Não disse uma só palavra mais. Limpou as lágrimas a uma manga do vestido, suspirou e desapareceu na escada num abrir e fechar de olhos. Sandra era surpreendente; era difícil adivinhar como ia reagir e qual seria a sua atitude imediata.
— É uma garota deliciosa — comentou o xerife.
Ausente a principal animadora da manifestação contra «missa Laura, não podia acontecer outra coisa que tudo ficar em águas de bacalhau. O xerife convidou-os a sair. Os puritanos insistiram na sua repulsa pelo comportamento da artista. O'Farrell não se deixou convencer e acompanhou-os até à porta. Mas depressa regressou ao «saloon». Embora soubesse que Laura era propensa às más companhias, ao gozo desenfreado da vida e à paixão, não pusera por completo de parte a possibilidade de provar outra vez o sabor dos seus lábios.

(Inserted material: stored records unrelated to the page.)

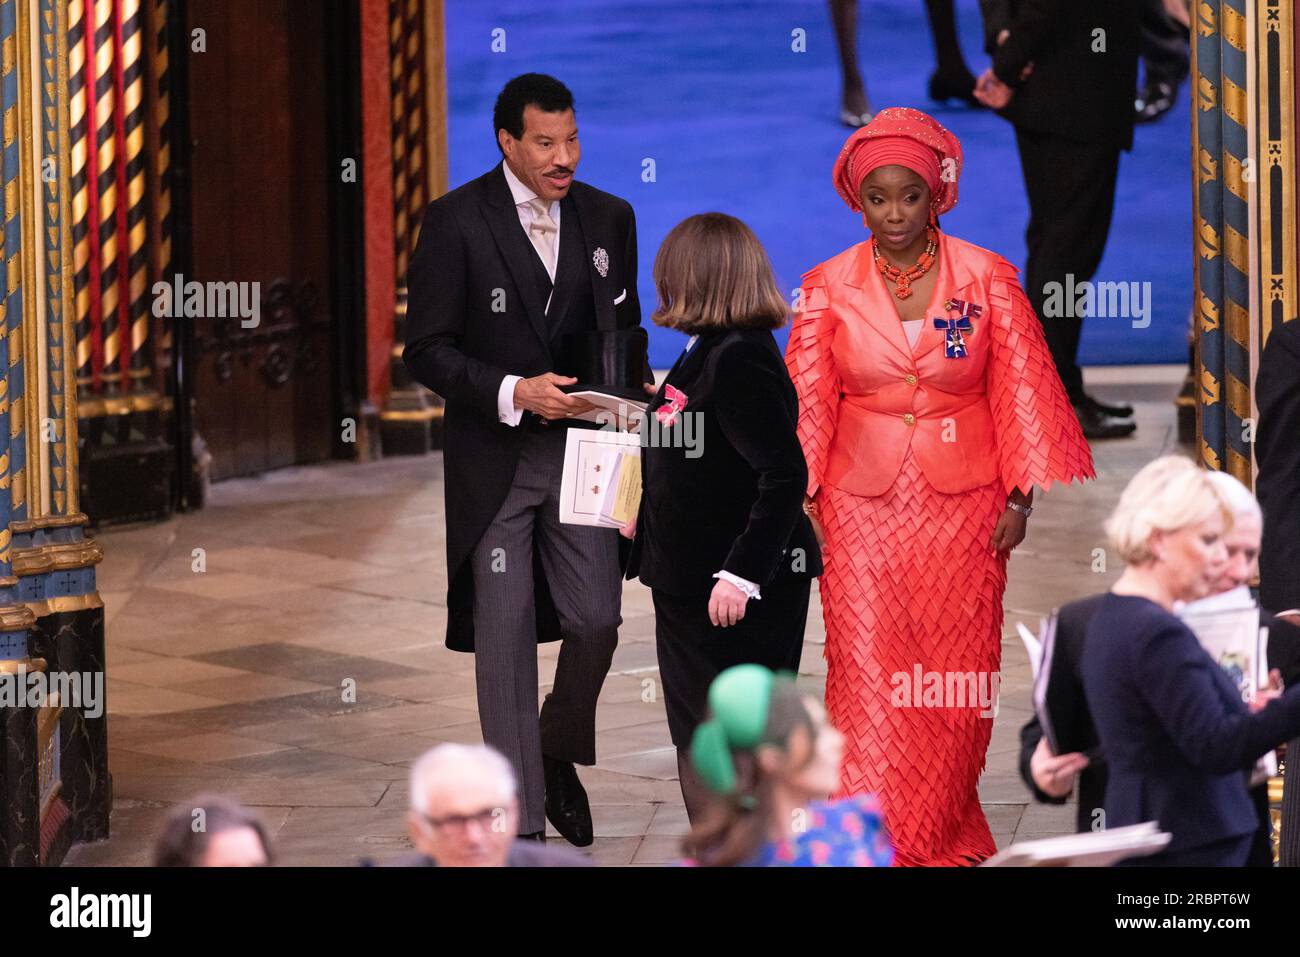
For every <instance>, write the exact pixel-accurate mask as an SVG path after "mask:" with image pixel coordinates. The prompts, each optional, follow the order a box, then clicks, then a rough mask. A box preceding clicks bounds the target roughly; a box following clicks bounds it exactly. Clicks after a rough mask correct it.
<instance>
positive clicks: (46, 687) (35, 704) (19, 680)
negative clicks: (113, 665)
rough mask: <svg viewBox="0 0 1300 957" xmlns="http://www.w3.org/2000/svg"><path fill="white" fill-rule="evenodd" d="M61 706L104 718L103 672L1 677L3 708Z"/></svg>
mask: <svg viewBox="0 0 1300 957" xmlns="http://www.w3.org/2000/svg"><path fill="white" fill-rule="evenodd" d="M49 705H61V706H64V707H75V709H78V710H79V711H83V713H85V715H86V716H87V718H99V716H100V715H103V714H104V672H103V671H52V672H48V674H47V672H44V671H35V670H34V671H29V670H26V668H18V670H17V671H6V672H3V674H0V707H47V706H49Z"/></svg>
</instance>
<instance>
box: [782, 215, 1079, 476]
mask: <svg viewBox="0 0 1300 957" xmlns="http://www.w3.org/2000/svg"><path fill="white" fill-rule="evenodd" d="M939 242H940V257H939V278H937V282H936V283H935V293H933V298H932V299H931V302H930V308H928V309H927V311H926V319H924V324H923V328H922V332H920V337H919V338H918V339H917V346H915V350H913V347H910V346H909V343H907V337H906V334H905V332H904V328H902V324H901V322H900V321H898V313H897V312H896V309H894V307H893V302H892V293H891V291H889V290H887V289H885V283H884V280H883V278H881V276H880V273H879V272H878V269H876V267H875V264H874V263H872V257H871V243H870V241H868V242H863V243H858V244H857V246H853V247H850V248H848V250H845V251H844V252H841V254H840V255H839V256H835V257H833V259H828V260H827V261H824V263H822V264H820V265H818V267H815V268H813V269H810V270H809V272H807V273H806V274H805V276H803V286H802V307H801V309H798V311H797V315H796V320H794V326H793V329H792V330H790V341H789V345H788V346H787V351H785V361H787V365H788V367H789V371H790V378H793V380H794V385H796V387H797V389H798V395H800V423H798V432H800V441H801V443H802V446H803V455H805V458H806V459H807V465H809V494H810V495H814V494H816V490H818V489H819V488H820V486H822V484H823V482H826V484H831V485H833V486H836V488H839V489H844V490H845V492H850V493H853V494H857V495H880V494H884V493H885V492H887V490H888V489H889V486H891V485H893V482H894V480H896V479H897V477H898V472H900V469H901V468H902V463H904V458H905V456H906V454H907V449H909V447H910V449H911V451H913V455H915V458H917V462H918V464H919V465H920V468H922V471H923V472H924V475H926V479H927V480H928V481H930V484H931V485H933V486H935V489H936V490H939V492H944V493H958V492H967V490H970V489H975V488H979V486H982V485H987V484H989V482H992V481H995V480H997V479H1001V481H1002V485H1004V486H1005V489H1006V490H1008V492H1010V490H1011V489H1013V488H1019V489H1021V490H1022V492H1028V490H1030V488H1031V486H1034V485H1039V486H1041V488H1044V489H1049V488H1050V486H1052V482H1053V481H1060V482H1066V484H1069V482H1070V481H1073V480H1075V479H1078V480H1080V481H1083V480H1086V479H1092V477H1093V468H1092V452H1091V450H1089V449H1088V443H1087V441H1086V439H1084V437H1083V432H1082V430H1080V428H1079V421H1078V419H1076V417H1075V415H1074V410H1073V408H1071V407H1070V402H1069V399H1067V398H1066V394H1065V387H1063V386H1062V385H1061V378H1060V376H1058V374H1057V371H1056V367H1054V364H1053V363H1052V355H1050V352H1049V351H1048V346H1047V341H1045V339H1044V337H1043V328H1041V325H1040V324H1039V320H1037V317H1036V316H1035V313H1034V309H1032V307H1031V306H1030V302H1028V299H1027V298H1026V295H1024V290H1023V289H1021V283H1019V280H1018V278H1017V272H1015V267H1013V265H1011V264H1010V263H1008V261H1006V260H1005V259H1002V257H1001V256H998V255H997V254H995V252H989V251H988V250H983V248H980V247H978V246H972V244H971V243H967V242H963V241H961V239H957V238H954V237H950V235H946V234H943V233H940V239H939ZM949 299H957V300H962V302H965V303H972V304H976V306H979V307H982V313H980V315H979V316H974V317H972V319H971V325H972V328H971V329H970V330H963V332H962V338H963V339H965V341H966V348H967V356H966V358H963V359H949V358H946V355H945V348H944V341H945V333H944V330H941V329H935V328H933V321H932V320H933V317H936V316H941V317H945V319H956V317H958V316H959V315H962V311H959V309H948V308H945V304H946V302H948V300H949Z"/></svg>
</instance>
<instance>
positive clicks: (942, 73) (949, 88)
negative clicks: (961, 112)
mask: <svg viewBox="0 0 1300 957" xmlns="http://www.w3.org/2000/svg"><path fill="white" fill-rule="evenodd" d="M930 99H932V100H937V101H939V103H946V101H948V100H961V101H962V103H965V104H967V105H970V107H983V105H984V104H983V103H980V101H979V100H976V99H975V74H972V73H971V72H970V70H965V72H963V73H961V74H948V73H940V72H939V70H935V72H933V73H931V74H930Z"/></svg>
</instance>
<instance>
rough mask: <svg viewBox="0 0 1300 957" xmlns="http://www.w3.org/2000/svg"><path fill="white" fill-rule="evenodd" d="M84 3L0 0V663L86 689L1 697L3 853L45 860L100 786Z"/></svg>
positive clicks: (98, 554)
mask: <svg viewBox="0 0 1300 957" xmlns="http://www.w3.org/2000/svg"><path fill="white" fill-rule="evenodd" d="M81 14H82V8H81V5H79V3H77V0H74V3H73V4H72V5H66V3H65V0H0V49H3V83H0V111H3V117H4V151H3V159H0V174H3V179H4V280H5V282H4V299H3V313H4V315H3V328H4V335H3V337H0V351H3V355H0V369H3V371H4V380H3V391H0V441H3V445H0V677H3V675H4V674H14V672H23V671H26V672H29V674H30V672H32V671H43V672H44V674H45V675H48V676H49V677H51V679H59V680H60V681H62V680H64V679H74V680H73V685H75V687H77V688H78V689H82V690H86V692H87V694H86V696H82V694H81V693H79V692H78V693H74V694H72V696H70V697H66V696H65V697H64V698H47V700H45V701H39V702H27V703H26V706H23V707H16V709H8V707H5V709H0V720H3V722H4V735H3V739H0V740H3V746H4V755H3V757H0V792H3V794H4V797H5V801H6V807H5V813H4V818H3V820H0V830H3V831H4V835H3V836H0V840H4V850H5V857H4V859H5V862H8V863H38V862H39V863H56V862H57V861H59V859H61V857H62V854H64V852H65V850H66V848H68V846H69V844H70V843H72V841H75V840H90V839H96V837H104V836H107V833H108V817H109V807H110V802H112V787H110V779H109V775H108V763H107V762H108V741H107V723H105V710H107V702H105V700H104V696H103V689H104V619H103V602H101V601H100V597H99V593H98V589H96V583H95V564H96V563H98V562H99V560H100V559H101V558H103V551H101V550H100V546H99V545H98V544H96V542H95V541H94V540H92V538H90V537H88V536H87V534H86V533H85V531H83V527H85V524H86V516H85V515H82V514H81V512H79V511H78V495H77V488H78V481H77V479H78V475H77V473H78V458H77V423H78V417H77V365H78V361H77V359H74V358H73V356H70V355H69V354H68V352H69V350H68V348H66V346H68V343H70V342H74V341H77V334H78V330H77V328H75V322H77V312H78V306H77V300H75V298H74V296H70V295H69V291H70V290H75V286H74V283H73V276H74V270H75V264H74V256H75V254H74V233H73V194H74V191H75V189H77V186H81V190H82V191H81V194H79V195H82V196H85V187H86V183H85V177H83V179H82V182H79V183H74V177H73V173H74V165H75V164H77V163H78V159H81V160H82V161H83V164H82V169H83V170H85V163H86V161H88V157H87V156H86V155H85V152H82V155H81V157H78V156H77V151H75V148H74V142H75V139H77V137H75V134H74V131H73V126H72V120H73V116H72V99H73V94H74V91H75V90H77V88H78V83H77V81H75V77H77V75H78V73H79V69H78V62H77V57H75V56H70V51H69V44H70V43H73V42H74V40H75V38H77V36H78V33H77V23H78V17H79V16H81ZM79 118H81V120H82V122H83V125H85V116H82V117H79ZM83 142H85V140H83ZM32 835H35V836H32Z"/></svg>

— Surpreende-me muito que Douglas lhe tenha permitido sair sozinha. Como conseguiu escapar-se?
— Ufa! Não deu por isso. A morte de Coleman transtornou-o e está irritado com o prefeito.
— Porquê? Recebia ajuda dele?
— Não creio. Odeia-o pela quarentena que lhe impôs. Segundo dizia Coleman, Max Tyler era manobrável e não se preocupava com a propagação do vicio. Mas depois...
— Que pensa fazer Douglas? Assim não se pode manter por muito tempo. Encontravam-se sentados num sofá, muito juntos.
— Não gosto de Perry — disse a mulher, sorrindo-lhe. — Já não é poderoso. Imagino que acabará como assaltante de comboios e diligências.
O'Farrell não achou oportuno comentar tal apreciação. Através das suas palavras, Laura apresentava-se como a mulher sem escrúpulos que era. Não merecia a pena perder tempo com ela.
— Oiça, Laura, como recebeu Douglas a notícia da morte de Roy West?
Laura fez um gesto de aborrecimento.
— Ufa! Ninguém sabe quem o matou. Coleman e Perry discutiram diversas vezes o assunto. Perry era de opinião que o matara Barnes.
— Assim parece.
Piky Laura inclinou-se sem recato para o xerife. Este não podia resistir à tentação. Piky estava mais bela e provocante do que nunca. Afagou-lhe a cara. Beijaram-se com força. Muitas vezes, até que Philips se sentiu enfastiado. Afastou-a de si. Passou os dedos pelas faces da mulher e retirou-os sujos de creme.
Levantou-se, sem fazer caso do espanto da mulher.
— Que tens? Já te vais embora? — perguntou, incrédula.
— Não me agrada a tua companhia. As pinturas repugnam-me. Acreditava na tua juventude, mas agora verifico que é uma mentira, como a tua própria vida. Já não preciso mais de ti. Os teus lábios não são tão doces como calculava.
Deixou-a no sofá, com a boca contraída de amargura e as saias apanhadas por cima dos joelhos.